As for photos with the family? Well, they are family and no matter what you look like they shouldn't judge you: though they do, especially the kids, who are so brutally honest it hurts.
Conversely, when you are looking like a premium specimen, those of us on the extroverted side of the fence make no bones about jumping in front of a camera any chance we get: even if you have to hold the camera up yourself because no-one is interested in taking a photo of you...except you. If you are really self-absorbed you can even purchase a Selfie Stick to optimise your best angles.
Very soon I will be 'on camera', shooting an upcoming nature documentary and Karga7, an L.A. based production company, are expecting me to look like this:
Sorry guys! Not quite, though I do have a very similar shirt.
Unfortunately for them, I cannot grow facial hair and I definitely cannot credit myself with such a defined, chiseled cheek structure. I am almost certain I am unable to project that very sage, yet steely, soul-piercing stare.
Up until about two hours ago, I did have that full and robust head of thick, gnarled and richly textured hair. That was until I made the fatal error of going for a hair cut. Some say that the difference between a good and bad haircut is a week. But I don't have a week; we film on Friday.
I specifically asked the hairdresser for short on the sides (to rid me of the small battalion of grey follicles that emerge from the jungle of brown like Viet Cong emerging from the monsoonal rain forests of 'nam) and only a little off the top.
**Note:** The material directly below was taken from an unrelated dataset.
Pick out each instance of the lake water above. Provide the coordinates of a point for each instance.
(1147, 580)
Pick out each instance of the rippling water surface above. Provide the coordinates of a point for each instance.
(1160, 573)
Now I look like Demi Moore in G.I. Jane (with a little more stubble).
When the hairdresser asks me (and they do it every time) "How is that?" I wish I had the fortitude to say "I'm sorry, it is not very good, it is not what I asked for and, please, put it back the way it was."
"How is that?" from a hairdresser is epitomises the rhetorical question. It is a question you really don't need to answer in a situation that is essentially irreparable: the reality is, if you get a catastrophic haircut there is not a damn thing either your or the hairdresser can do about it.
The fact that I will be on camera in three days just adds insult to injury.